Nope, for me that's just an empty page. And last (or first, depending on how you look at them) podcast on the main page is ep. 53. But ep. 54 WAS there just a few days ago! I use Opera, but same thing with IE, I just checked. Weird...

NHR+
2007-Sep-20, 08:47 PM
I can find it on the Archive list, though, but nowhere else.

46andTool
2007-Sep-23, 05:26 PM
I have a question. Why is it that now that I have listened to Astronomy cast all other pod casts seem boring and uneducated?

Galaxy
2007-Sep-24, 01:45 AM
Now what? The whole show seems to be gone! At least there seems to be no link to it on the front page...

It's back! Sorry for the random disappearance. It seems a checkbox got clicked that shouldn't have.

-Rebecca B-F
Assistant Producer
Astronomy Cast

Yankee
2007-Sep-29, 12:30 AM
Which way is it that Uranus really rotates; rotational axis
A) always pointing (more or less) in the same direction (on the "firmament"), or
B) always pointing at the Sun?


Yeah, this kinda threw me too. If the "North Pole" of Uranus is always pointed at the sun, the planet would actually have two axes of rotation since it would have to slowly spin to keep one end toward the sun as it orbited...right? Maybe I didn't listen close enough. Little help?

Edit:
Found my answer. Wikipedia says (A).
"Near the time of Uranian solstices, one pole faces the Sun continually while the other pole faces away ... At the other side of Uranus' orbit the orientation of the poles towards the Sun is reversed. Each pole gets around 42 years of continuous sunlight, followed by 42 years of darkness."

page13
2007-Dec-27, 07:54 PM
Pamela mentioned these two things:

"...somewhere else in the universe that is maybe completely isolated and sitting there going, "the universe is expanding around me but I'm not going to move."

and:

"The dude who's not moving is the one that celebrates it first"

So, is there then, this point in space from which the gridwork of the universe stretches from in all directions? ... an absolute zero in terms of relative motion? And if so, would this not be the "real" big bang birthday to which all other points in space would have adjust their clocks to celebrate?

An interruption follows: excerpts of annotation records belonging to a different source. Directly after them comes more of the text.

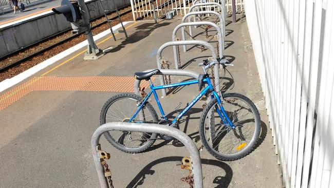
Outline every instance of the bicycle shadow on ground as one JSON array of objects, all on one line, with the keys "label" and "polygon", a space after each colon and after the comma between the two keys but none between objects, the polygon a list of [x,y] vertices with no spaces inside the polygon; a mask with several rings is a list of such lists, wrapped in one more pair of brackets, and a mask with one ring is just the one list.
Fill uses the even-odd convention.
[{"label": "bicycle shadow on ground", "polygon": [[[172,156],[166,157],[157,159],[151,162],[146,165],[141,171],[135,177],[130,183],[126,186],[126,187],[138,187],[140,185],[143,185],[145,182],[145,179],[147,175],[153,175],[155,173],[154,170],[152,170],[152,167],[157,164],[159,164],[166,162],[172,161],[181,161],[182,157]],[[226,163],[212,159],[201,159],[202,165],[210,165],[220,167],[225,171],[225,176],[216,176],[213,180],[212,182],[215,184],[215,187],[227,187],[230,184],[232,178],[233,177],[233,171],[231,167]],[[179,166],[177,166],[179,167]],[[219,174],[221,174],[219,173]],[[205,178],[205,175],[203,175]],[[181,177],[180,177],[181,178]],[[179,180],[181,183],[181,180]],[[184,183],[184,185],[185,185]],[[217,185],[215,185],[217,184]],[[143,185],[144,187],[147,187],[149,185]]]},{"label": "bicycle shadow on ground", "polygon": [[257,147],[258,147],[263,142],[267,136],[267,134],[268,133],[268,128],[267,128],[267,125],[265,122],[262,121],[260,121],[260,127],[261,129],[260,130],[260,135],[258,137],[258,140],[257,140],[257,142],[254,146],[252,151],[255,150]]},{"label": "bicycle shadow on ground", "polygon": [[[112,53],[118,51],[121,49],[125,47],[125,45],[128,44],[133,44],[138,42],[139,41],[149,36],[150,34],[156,29],[167,26],[171,24],[172,22],[164,22],[162,23],[144,23],[137,26],[135,28],[136,31],[128,36],[127,40],[124,40],[121,44],[116,46],[115,48],[108,48],[107,49],[104,51],[105,53]],[[124,37],[119,39],[124,39]]]},{"label": "bicycle shadow on ground", "polygon": [[[176,117],[176,115],[177,115],[178,112],[181,111],[182,110],[183,108],[182,109],[180,108],[178,110],[173,111],[170,113],[169,113],[169,114],[166,115],[166,116],[169,120],[173,120],[174,118],[175,118],[175,117]],[[188,111],[187,113],[185,114],[185,115],[183,116],[183,117],[180,120],[180,122],[179,123],[179,124],[182,124],[183,123],[184,123],[184,127],[183,128],[183,133],[187,134],[187,130],[188,129],[188,124],[189,123],[189,121],[190,120],[194,120],[194,119],[199,120],[200,118],[199,117],[191,117],[191,116],[195,114],[200,113],[202,111],[203,111],[202,108],[192,108],[189,109],[189,111]],[[176,128],[180,129],[179,126],[178,126]],[[188,135],[188,136],[195,143],[198,142],[200,141],[199,135],[198,131],[193,133],[190,135]],[[172,142],[172,144],[169,144],[171,142]],[[173,139],[173,140],[163,140],[160,143],[153,145],[150,147],[149,147],[147,149],[145,150],[144,152],[148,152],[152,151],[159,147],[167,145],[173,145],[175,147],[183,147],[184,146],[183,144],[180,142],[178,140]]]}]

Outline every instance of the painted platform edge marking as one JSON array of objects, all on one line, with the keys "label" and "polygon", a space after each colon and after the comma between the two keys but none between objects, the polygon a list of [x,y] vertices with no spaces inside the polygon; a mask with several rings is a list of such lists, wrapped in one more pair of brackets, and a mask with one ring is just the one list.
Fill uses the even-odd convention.
[{"label": "painted platform edge marking", "polygon": [[[133,23],[133,21],[124,22],[123,24],[125,25],[129,23]],[[121,24],[118,24],[117,25],[113,27],[113,30],[117,30],[121,27]],[[110,33],[110,29],[107,29],[103,31],[96,35],[94,36],[94,41],[98,40],[107,34]],[[53,57],[51,57],[44,62],[36,65],[35,66],[30,68],[30,69],[25,71],[20,74],[15,76],[15,77],[4,80],[0,82],[0,92],[2,92],[9,88],[13,86],[13,85],[20,83],[20,82],[24,80],[27,78],[33,75],[38,71],[43,70],[48,66],[57,62],[57,61],[61,60],[62,59],[66,57],[67,55],[71,54],[72,53],[77,51],[78,50],[82,48],[88,44],[87,40],[82,42],[81,43],[64,51],[63,52],[59,53]]]}]

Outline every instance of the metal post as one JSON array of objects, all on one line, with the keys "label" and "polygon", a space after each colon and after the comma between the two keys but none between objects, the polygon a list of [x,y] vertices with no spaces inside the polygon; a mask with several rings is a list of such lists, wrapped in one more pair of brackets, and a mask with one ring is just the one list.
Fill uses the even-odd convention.
[{"label": "metal post", "polygon": [[88,42],[88,45],[87,47],[87,52],[84,54],[84,60],[97,60],[104,55],[103,52],[98,48],[94,42],[93,35],[90,30],[90,23],[89,22],[88,10],[87,8],[87,5],[85,3],[85,1],[84,0],[78,0],[78,3],[80,6],[80,12],[82,15],[83,26],[86,28],[85,31],[85,34],[86,34],[86,37]]},{"label": "metal post", "polygon": [[[113,1],[113,3],[114,3],[114,1]],[[105,18],[107,19],[107,23],[108,24],[108,25],[109,26],[109,28],[110,28],[110,32],[112,32],[112,35],[113,35],[113,37],[114,38],[114,40],[115,41],[116,41],[116,37],[115,36],[115,34],[114,34],[114,32],[113,32],[113,29],[112,29],[112,25],[110,24],[110,22],[109,22],[109,19],[108,18],[108,16],[107,16],[107,14],[105,13],[105,11],[104,10],[104,9],[103,8],[103,6],[102,5],[102,3],[101,2],[101,1],[99,1],[99,4],[100,4],[100,6],[101,7],[101,9],[102,9],[102,11],[103,12],[103,14],[104,14],[104,17],[105,17]],[[115,4],[114,5],[115,6]]]},{"label": "metal post", "polygon": [[[119,20],[119,22],[121,23],[121,25],[122,25],[122,28],[123,28],[123,31],[124,31],[124,33],[125,35],[125,37],[126,38],[126,39],[127,39],[127,33],[126,33],[126,30],[125,30],[125,27],[124,26],[124,25],[123,25],[123,22],[122,22],[122,20],[121,20],[121,16],[119,15],[119,12],[118,12],[118,8],[117,8],[117,6],[116,6],[116,5],[115,4],[114,1],[115,0],[112,0],[112,1],[113,2],[113,5],[116,9],[116,12],[117,13],[117,16],[118,16],[118,20]],[[110,30],[112,31],[112,32],[113,29],[112,29],[111,27]],[[115,37],[115,36],[114,37]]]},{"label": "metal post", "polygon": [[196,145],[185,134],[174,127],[157,124],[135,123],[107,123],[99,126],[91,137],[91,152],[95,166],[98,173],[101,187],[107,188],[108,184],[104,177],[103,167],[100,162],[98,151],[99,141],[101,136],[105,132],[110,130],[123,130],[155,133],[170,135],[182,142],[189,152],[192,162],[192,172],[195,188],[203,187],[202,166],[199,152]]},{"label": "metal post", "polygon": [[233,23],[236,23],[236,11],[235,10],[235,0],[232,0],[232,18]]},{"label": "metal post", "polygon": [[[149,0],[150,1],[150,0]],[[154,16],[154,22],[157,23],[157,15],[155,14],[155,9],[154,8],[154,0],[152,0],[152,9],[153,10],[153,16]]]},{"label": "metal post", "polygon": [[130,3],[131,4],[131,10],[132,10],[132,17],[134,18],[134,21],[136,21],[136,16],[135,16],[135,9],[134,8],[134,0],[130,0]]}]

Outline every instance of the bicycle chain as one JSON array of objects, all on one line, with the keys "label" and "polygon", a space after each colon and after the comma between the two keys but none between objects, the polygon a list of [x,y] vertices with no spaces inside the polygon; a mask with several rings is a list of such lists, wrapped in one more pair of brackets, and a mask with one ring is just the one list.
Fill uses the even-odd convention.
[{"label": "bicycle chain", "polygon": [[[189,36],[190,36],[190,37],[191,38],[191,39],[192,39],[192,40],[195,40],[195,39],[194,39],[194,38],[192,35],[190,35],[190,33],[189,33],[189,32],[188,32],[185,29],[184,29],[184,32],[185,32],[185,33],[186,33],[188,35],[189,35]],[[196,47],[197,47],[196,46]],[[205,49],[204,46],[203,46],[203,45],[200,45],[200,49],[201,49],[201,52],[202,52],[203,51],[205,50]]]},{"label": "bicycle chain", "polygon": [[189,184],[189,188],[194,188],[194,176],[191,174],[191,170],[189,170],[189,175],[188,176],[181,178],[181,181]]},{"label": "bicycle chain", "polygon": [[[104,162],[104,160],[102,159]],[[109,173],[110,172],[110,169],[109,169],[109,166],[108,166],[108,164],[106,162],[104,163],[103,165],[103,166],[104,167],[104,172],[105,173]],[[111,173],[110,173],[111,175]],[[113,180],[112,179],[112,176],[110,175],[110,176],[107,177],[107,179],[108,179],[108,182],[109,182],[109,185],[110,186],[110,188],[114,188],[114,184],[113,184]]]},{"label": "bicycle chain", "polygon": [[[167,61],[167,60],[164,60],[164,59],[161,60],[161,68],[165,69],[165,67],[164,67],[164,65],[166,65],[166,66],[167,66],[167,69],[170,69],[170,65],[171,65],[171,64],[168,63],[168,61]],[[168,76],[164,75],[163,77],[164,78],[165,83],[166,83],[166,84],[170,84],[172,83],[172,82],[171,82],[171,76],[170,75],[168,75]],[[168,88],[168,89],[169,91],[171,90],[170,87]]]},{"label": "bicycle chain", "polygon": [[[176,41],[181,41],[180,38],[177,37],[176,38]],[[181,55],[180,55],[180,46],[177,45],[176,46],[176,50],[177,50],[177,63],[179,65],[179,68],[181,68]]]}]

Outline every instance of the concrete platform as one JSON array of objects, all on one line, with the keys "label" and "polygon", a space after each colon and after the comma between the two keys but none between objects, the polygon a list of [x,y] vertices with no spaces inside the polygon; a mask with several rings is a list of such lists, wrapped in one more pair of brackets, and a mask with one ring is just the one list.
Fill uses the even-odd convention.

A few episodes back, Pamela mentioned how the clocks on earth orbit satellites have to be adjusted periodically, forward in time, to match real time on earth. Is there some formula that calculates this same type of adjustment to match the "real" time at the center of the universe? So the further away we are from center, the more of an adjustment we have to make?

indie
2010-Mar-15, 02:23 AM
Hello

Sorry for this first post of mine, its a huge bump on an old thread and its also sort of a complain :whistle:
As the title suggests, the episode is missing, can't download it in the archive or via the show page.

Besides this minor setback, i'm very happy to have found this podcast, since it happened, all the other podcasts i have been listening to so far, are on standby, while i try to catch up. I've started from episode 1 less then a month ago :)

Anyway, i hope that i can listen to this one soon, if not, its only a questions one, but always interesting nevertheless.

Thanks for making this show Fraser and Pamela, its really great, easy to understand and it allowed me to have a much better insight on astronomy.

Sorry for the bad english.

Cheers

Empyre
2010-Mar-15, 02:31 AM
Maybe this will help: http://feeds.feedburner.com/astronomycast

syousef
2010-Mar-15, 01:07 PM
I have had no luck at all trying to get hold of these 2 episodes. In the last 2-3 weeks I've downloaded all the rest. I'm going through about 4 shows a day. Would love to complete the collection! If anyone's reading who can assist please do.

Loving the show.

Andrew from Canada
2010-Mar-18, 09:39 PM
Hey Fraser!!
I have been listening to Astronomy Cast for a couple years now! I love it and have learned so much from it! Thanks for all your hard work!